El primero es el de La Verdad ¿Puedes afirmar que tu relato es verídico?

- En realidad no estoy absolutamente seguro. 
Lo oí contar a alguien que sostenía que....

-Lástima. Pero quizás tu historia podrá pasar a través del 
segundo cedazo, el de La Bondad. 

A falta de ser con seguridad veraz, lo que vas a contarme, 
¿te lo ha inspirado el afecto o la admiración por nuestro amigo?

El otro empezó a sentirse molesto.
-No - admitió con desgana -mi historia no lo muestra bajo una buena luz.

-¡Lastimoso! - suspiró Sócrates. Por fortuna, contamos con el tercer cedazo.
¿Es de real Necesidad o Utilidad que me reveles lo que inquieta a tu lengua?
-A primera vista, no me pareció indispensable, pero....

-Perdona si te interrumpo, querido amigo, pero si lo que te preocupa 
no es verdadero, ni bueno, ni útil o necesario,
¿qué ganamos tú relatándolo y yo escuchándolo?


Y tras estas palabras, Sócrates continuó sereno su paseo,
quedando reflexivo su interlocutor." 



 

· Búho de Atenea, Diosa de la Sabiduría ·




· Una taza de té · Relatos Zen · Historias Zen ·
 

 · Una taza de té ·


«Nan-in, un maestro japonés que vivió en la era Meiji (1868-1912),
recibió a un profesor universitario que acudió a preguntarle acerca del Zen.

Nan-in le sirvió té. Vertió el líquido hasta llenar la taza del visitante y
siguió vertiéndolo.

El profesor contempló el té que se derramaba hasta que ya no pudo
contenerse.

Está completamente llena. ¡No cabe una gota más!

–Al igual que esta taza –le dijo Nan-in–, usted está lleno de sus propias
opiniones y especulaciones.
 

¿Cómo puedo mostrarle lo que es el Zen a
menos que primero vacíe su taza


· Zen · Círculo Enso ·




· Relatos desde un Tiempo Detenido· Los dos monjes y la mujer · Relatos inspiradores ·

· Los dos monjes y la mujer ·

 

«Dos monjes zen caminaban hacia su monasterio cuando llegaron a un río caudaloso.
Allí encontraron a una mujer que no podía cruzarlo sola.

El monje mayor, sin dudarlo, la cargó sobre sus hombros y la ayudó a cruzar el río.

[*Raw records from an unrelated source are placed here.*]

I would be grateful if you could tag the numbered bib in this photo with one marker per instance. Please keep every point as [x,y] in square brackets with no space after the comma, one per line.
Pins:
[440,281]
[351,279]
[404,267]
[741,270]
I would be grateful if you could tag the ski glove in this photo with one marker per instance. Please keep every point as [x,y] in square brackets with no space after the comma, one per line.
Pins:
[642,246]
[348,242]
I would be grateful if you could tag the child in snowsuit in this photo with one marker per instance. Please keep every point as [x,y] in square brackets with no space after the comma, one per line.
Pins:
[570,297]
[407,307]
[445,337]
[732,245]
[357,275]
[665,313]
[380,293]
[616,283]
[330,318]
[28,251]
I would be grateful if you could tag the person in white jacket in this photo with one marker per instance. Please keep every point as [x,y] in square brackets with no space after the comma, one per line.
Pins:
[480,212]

Monje y mujer cruzaron el río con bastante dificultad, seguido por el monje joven. Al llegar a la otra orilla, la mujer descendió y se acercó con la intención de besar las manos del anciano monje en señal de agradecimiento.
– Está bien, está bien- dijo el anciano retirando las manos. Por favor, siga su camino.

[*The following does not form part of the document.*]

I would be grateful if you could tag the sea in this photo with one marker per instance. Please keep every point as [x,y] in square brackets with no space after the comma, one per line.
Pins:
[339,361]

La mujer se inclinó con humildad y gratitud, y se apresuró por el camino del pueblo. Los monjes, sin decir palabra, continuaron su marcha al monasterio… aún tenían por delante horas de camino.
El monje joven estaba irritado, molesto. No dijo nada mas estaba visiblemente perturbado. Un monje debía evitar el contacto físico con mujeres y el anciano no sólo la había tocado, sino que la había llevado sobre los hombros.

Finalmente, después de varias horas de camino, el monje joven no pudiendo contenerse más, le dijo al mayor:
—¡Hermano! ¿Cómo pudiste cargar a esa mujer? Nosotros, los monjes, no debemos siquiera tocar a una mujer.

El monje mayor lo miró con la tranquilidad que confiere la comprensión y respondió:
—Yo dejé a la mujer en la orilla del río hace horas. Tú todavía la estás cargando.»